A part of the hanging rocks had caved in on the men who were working there. Two men had been crushed severely by the fallen rocks. Their co-workers began the rescue operation immediately by hauling away the heavy rocks to free the trapped men.

It was an awful accident. One man had his hipbone crushed while the other had his leg trapped under the tumbled rocks.

After the heavy work of lifting the rocks, the two men were rescued but they were in a bad shape. They were both wriggling with intense pain. There was blood on their clothes. The scene was ghastly.

The Two Men Were Given First Aid

The quarrymen were horrified and as they made a make-shift stretcher they were all silent perhaps each wondering what if it had been them. Ting Shark rarely visited these deep parts of the quarry.

Mostly he sent his foreman as he had done now. The two men were given first aid before they were raised onto the stretchers. The stretcher-bearers now struggled with the groaning men taking them up from the base of the quarry.

This accident could not have happened had Ting Shark been a careful man, but he was a man of shortcuts and he never followed the norm of doing things.

There was no safety procedure or precautions as long as the money was flowing in, and with no proper follow up by the government, things had turned from bad to worse. At last, they moved to Ting Shark’s office and summoned him.

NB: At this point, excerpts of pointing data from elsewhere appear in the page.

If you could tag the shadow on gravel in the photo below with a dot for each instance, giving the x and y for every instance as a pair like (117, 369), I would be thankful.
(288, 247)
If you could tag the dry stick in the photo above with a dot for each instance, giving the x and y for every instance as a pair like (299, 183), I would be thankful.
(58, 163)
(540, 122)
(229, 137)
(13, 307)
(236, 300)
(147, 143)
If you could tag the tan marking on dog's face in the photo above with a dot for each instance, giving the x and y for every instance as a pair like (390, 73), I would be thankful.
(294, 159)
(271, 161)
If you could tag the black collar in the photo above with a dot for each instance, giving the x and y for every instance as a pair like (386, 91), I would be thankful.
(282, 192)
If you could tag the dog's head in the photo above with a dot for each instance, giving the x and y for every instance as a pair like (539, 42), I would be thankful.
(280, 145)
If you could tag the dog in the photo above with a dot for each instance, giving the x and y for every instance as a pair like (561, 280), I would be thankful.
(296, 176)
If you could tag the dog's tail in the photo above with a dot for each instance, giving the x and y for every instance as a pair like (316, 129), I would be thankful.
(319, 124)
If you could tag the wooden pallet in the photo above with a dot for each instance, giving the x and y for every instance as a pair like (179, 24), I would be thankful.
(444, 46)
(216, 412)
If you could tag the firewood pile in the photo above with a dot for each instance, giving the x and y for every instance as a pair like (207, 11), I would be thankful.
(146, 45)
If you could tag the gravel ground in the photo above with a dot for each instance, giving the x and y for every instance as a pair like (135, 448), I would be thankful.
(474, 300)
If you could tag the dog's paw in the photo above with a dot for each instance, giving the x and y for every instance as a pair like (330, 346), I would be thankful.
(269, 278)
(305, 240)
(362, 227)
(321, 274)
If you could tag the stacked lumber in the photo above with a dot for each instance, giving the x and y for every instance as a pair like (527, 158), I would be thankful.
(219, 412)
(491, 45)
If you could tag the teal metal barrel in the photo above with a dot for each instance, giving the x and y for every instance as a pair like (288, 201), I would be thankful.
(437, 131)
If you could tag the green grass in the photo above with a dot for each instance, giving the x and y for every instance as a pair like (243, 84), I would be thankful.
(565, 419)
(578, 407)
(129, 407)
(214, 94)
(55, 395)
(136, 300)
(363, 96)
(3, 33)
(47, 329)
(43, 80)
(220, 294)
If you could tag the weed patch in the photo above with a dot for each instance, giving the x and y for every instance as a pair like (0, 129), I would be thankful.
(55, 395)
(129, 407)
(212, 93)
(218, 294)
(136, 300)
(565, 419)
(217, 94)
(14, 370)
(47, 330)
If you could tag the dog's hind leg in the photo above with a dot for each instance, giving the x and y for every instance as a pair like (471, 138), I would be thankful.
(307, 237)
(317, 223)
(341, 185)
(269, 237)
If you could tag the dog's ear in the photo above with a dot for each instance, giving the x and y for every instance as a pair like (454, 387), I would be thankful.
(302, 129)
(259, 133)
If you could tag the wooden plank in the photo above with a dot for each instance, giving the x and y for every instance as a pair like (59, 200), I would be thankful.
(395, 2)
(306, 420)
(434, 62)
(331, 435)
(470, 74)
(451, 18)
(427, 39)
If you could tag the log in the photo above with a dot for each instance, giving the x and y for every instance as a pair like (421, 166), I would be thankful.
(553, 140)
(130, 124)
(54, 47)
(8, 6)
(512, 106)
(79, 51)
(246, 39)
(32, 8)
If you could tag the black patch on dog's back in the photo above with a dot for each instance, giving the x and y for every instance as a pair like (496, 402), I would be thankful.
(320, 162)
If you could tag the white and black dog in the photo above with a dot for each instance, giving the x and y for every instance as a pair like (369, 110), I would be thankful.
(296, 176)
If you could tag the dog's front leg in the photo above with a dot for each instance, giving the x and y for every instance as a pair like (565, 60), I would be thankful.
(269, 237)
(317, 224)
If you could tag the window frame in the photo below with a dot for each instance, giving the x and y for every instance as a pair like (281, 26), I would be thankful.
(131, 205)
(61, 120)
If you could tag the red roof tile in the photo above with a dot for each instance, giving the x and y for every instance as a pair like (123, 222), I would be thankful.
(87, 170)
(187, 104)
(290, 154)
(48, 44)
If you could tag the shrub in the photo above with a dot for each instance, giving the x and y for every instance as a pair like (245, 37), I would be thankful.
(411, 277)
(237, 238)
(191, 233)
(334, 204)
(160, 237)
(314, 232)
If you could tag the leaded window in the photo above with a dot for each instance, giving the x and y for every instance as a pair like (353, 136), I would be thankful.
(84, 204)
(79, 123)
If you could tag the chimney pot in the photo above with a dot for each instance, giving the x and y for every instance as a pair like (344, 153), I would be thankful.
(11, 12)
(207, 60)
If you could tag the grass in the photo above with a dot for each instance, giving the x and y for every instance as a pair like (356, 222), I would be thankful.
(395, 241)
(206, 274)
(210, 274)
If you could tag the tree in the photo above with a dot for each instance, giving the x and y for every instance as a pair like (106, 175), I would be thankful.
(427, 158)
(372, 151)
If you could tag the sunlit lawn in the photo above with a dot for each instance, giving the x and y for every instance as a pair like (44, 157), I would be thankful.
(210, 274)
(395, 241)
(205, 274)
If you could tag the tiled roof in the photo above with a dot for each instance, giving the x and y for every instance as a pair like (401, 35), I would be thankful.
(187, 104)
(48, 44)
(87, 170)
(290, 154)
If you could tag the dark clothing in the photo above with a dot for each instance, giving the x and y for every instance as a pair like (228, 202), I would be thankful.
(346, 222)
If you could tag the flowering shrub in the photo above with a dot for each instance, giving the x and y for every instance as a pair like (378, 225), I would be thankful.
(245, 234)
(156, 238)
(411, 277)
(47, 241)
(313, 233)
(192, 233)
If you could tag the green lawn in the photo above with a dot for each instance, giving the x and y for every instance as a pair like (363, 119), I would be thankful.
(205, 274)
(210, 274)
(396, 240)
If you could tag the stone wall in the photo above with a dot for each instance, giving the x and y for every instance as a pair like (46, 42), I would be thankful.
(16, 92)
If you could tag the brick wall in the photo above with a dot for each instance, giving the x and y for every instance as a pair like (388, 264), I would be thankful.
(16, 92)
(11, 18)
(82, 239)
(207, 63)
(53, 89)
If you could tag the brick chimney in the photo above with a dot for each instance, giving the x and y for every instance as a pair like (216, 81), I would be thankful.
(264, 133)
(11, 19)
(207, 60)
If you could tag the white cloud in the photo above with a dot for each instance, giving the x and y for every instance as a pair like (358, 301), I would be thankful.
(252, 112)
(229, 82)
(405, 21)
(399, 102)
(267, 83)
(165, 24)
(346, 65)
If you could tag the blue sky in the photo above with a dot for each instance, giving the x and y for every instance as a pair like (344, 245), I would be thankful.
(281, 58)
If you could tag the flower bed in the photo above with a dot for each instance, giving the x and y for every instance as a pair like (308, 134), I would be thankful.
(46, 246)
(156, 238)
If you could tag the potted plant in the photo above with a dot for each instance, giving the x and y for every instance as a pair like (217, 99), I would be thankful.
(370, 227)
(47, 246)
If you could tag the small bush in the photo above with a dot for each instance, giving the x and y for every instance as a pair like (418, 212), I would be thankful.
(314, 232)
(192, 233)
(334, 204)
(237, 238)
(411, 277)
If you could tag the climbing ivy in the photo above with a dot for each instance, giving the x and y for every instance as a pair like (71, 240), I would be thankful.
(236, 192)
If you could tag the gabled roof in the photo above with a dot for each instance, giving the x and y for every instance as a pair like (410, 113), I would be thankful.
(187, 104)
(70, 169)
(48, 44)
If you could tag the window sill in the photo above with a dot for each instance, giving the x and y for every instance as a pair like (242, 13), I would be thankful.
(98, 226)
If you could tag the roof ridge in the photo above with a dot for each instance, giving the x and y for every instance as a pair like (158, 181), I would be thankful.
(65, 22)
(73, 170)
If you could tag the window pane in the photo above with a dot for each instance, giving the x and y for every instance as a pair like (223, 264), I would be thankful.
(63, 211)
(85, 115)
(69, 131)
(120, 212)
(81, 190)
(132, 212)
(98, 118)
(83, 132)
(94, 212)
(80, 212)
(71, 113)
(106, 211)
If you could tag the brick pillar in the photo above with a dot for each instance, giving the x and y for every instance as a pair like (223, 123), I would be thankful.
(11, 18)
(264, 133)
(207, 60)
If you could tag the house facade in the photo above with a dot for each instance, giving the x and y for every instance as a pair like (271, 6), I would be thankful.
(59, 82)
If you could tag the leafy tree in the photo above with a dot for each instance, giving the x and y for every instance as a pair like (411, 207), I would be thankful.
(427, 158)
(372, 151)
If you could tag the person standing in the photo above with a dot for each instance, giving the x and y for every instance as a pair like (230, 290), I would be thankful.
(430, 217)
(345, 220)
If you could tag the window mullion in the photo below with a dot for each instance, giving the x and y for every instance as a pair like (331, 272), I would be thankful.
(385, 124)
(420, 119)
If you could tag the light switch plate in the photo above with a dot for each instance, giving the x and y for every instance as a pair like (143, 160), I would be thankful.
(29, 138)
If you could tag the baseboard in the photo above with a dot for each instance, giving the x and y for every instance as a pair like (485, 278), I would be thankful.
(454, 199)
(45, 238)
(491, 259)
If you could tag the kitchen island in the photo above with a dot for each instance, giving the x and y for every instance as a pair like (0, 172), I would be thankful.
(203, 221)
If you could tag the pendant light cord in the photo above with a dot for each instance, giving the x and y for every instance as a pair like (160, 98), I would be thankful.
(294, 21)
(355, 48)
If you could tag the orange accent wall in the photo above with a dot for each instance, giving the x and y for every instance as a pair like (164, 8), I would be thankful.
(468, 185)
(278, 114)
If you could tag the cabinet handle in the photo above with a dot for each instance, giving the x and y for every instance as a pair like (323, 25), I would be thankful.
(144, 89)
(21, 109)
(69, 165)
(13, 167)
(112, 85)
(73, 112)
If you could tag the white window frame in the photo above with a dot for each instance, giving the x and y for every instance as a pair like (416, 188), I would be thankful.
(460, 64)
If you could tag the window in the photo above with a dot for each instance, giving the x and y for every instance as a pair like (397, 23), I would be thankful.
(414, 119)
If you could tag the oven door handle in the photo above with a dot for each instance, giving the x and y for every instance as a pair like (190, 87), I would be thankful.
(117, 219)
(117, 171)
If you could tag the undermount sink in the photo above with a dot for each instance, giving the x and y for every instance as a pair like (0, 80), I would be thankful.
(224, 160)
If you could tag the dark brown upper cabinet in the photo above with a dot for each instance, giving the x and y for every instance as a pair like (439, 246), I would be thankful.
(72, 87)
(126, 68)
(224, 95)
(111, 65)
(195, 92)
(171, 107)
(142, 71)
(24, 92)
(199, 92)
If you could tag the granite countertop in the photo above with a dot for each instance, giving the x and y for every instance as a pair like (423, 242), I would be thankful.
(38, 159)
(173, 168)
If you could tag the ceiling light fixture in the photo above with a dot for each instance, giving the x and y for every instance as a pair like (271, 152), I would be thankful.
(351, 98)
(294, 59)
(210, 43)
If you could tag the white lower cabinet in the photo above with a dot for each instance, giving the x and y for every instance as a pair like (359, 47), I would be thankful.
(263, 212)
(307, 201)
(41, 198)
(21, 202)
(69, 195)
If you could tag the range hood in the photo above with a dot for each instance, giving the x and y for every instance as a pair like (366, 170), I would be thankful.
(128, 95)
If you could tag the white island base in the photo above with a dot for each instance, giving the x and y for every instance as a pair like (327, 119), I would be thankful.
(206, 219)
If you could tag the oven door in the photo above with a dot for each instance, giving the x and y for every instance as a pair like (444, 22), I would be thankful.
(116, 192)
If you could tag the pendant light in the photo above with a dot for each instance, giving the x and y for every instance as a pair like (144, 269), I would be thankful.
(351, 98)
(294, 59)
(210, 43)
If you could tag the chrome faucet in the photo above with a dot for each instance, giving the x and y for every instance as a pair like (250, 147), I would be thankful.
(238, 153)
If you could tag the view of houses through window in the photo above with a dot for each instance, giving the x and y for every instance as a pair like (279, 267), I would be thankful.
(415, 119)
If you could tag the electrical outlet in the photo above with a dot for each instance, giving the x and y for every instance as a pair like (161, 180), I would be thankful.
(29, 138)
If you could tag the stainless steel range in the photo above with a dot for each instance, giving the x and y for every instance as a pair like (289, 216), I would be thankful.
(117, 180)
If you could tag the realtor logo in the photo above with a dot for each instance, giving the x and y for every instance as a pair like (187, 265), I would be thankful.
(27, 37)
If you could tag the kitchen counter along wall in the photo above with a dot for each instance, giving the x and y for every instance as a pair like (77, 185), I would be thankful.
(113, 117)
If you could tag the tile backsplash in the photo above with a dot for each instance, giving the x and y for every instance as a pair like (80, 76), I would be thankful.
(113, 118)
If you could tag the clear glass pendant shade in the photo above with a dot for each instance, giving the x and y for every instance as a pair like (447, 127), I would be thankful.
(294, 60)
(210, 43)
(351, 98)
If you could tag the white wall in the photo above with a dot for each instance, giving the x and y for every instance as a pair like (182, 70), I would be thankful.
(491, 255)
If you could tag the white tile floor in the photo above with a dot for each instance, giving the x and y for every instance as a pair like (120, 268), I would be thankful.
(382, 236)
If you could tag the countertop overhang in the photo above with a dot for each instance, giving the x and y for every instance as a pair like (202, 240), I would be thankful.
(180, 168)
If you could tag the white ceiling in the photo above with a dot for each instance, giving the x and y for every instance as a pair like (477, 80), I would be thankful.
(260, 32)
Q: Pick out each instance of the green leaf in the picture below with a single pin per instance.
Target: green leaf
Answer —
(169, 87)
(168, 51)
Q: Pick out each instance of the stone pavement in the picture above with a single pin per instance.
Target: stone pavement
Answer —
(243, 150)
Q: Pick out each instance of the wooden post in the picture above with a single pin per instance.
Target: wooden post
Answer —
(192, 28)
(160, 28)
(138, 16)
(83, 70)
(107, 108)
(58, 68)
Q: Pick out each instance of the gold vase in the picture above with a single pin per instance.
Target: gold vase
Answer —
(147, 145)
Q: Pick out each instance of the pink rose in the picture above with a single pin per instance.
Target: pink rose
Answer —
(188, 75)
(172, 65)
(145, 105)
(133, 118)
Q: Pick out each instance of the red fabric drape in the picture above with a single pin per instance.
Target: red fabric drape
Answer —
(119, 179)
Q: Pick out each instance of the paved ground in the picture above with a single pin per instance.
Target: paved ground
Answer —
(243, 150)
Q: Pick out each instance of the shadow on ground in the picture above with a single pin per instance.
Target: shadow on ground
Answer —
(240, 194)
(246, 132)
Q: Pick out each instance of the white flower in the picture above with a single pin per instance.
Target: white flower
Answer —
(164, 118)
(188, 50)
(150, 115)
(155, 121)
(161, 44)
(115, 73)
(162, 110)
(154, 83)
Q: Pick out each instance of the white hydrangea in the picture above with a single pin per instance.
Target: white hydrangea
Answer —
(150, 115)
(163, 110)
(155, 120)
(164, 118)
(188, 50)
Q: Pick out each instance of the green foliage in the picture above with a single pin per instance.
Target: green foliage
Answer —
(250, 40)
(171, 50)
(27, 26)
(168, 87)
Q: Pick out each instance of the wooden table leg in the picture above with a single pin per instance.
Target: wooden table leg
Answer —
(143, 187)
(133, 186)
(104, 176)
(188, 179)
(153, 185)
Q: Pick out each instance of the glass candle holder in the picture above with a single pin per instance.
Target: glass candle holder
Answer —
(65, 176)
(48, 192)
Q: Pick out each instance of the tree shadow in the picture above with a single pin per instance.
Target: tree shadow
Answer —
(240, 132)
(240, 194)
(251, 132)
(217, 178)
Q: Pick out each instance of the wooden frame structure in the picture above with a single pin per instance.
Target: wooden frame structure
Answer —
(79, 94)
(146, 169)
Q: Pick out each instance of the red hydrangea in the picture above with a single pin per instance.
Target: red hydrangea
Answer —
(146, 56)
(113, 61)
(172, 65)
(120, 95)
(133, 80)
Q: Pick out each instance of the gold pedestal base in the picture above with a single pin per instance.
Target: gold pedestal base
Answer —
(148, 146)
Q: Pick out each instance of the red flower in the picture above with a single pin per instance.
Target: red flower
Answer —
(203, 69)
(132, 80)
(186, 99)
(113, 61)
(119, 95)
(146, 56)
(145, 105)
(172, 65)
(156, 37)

The injured men were put in one of the lorries used to carry sand and rushed to the nearby hospital. The quarrymen were left standing with sullen faces. They knew of the sad fate that had befallen the two men.

If they were lucky to pull through, then they would never stand on their two feet. What was even worse was the fact that Ting Shark would not compensate them for their bodily harm. In short, it would be as if their lives had come to an end.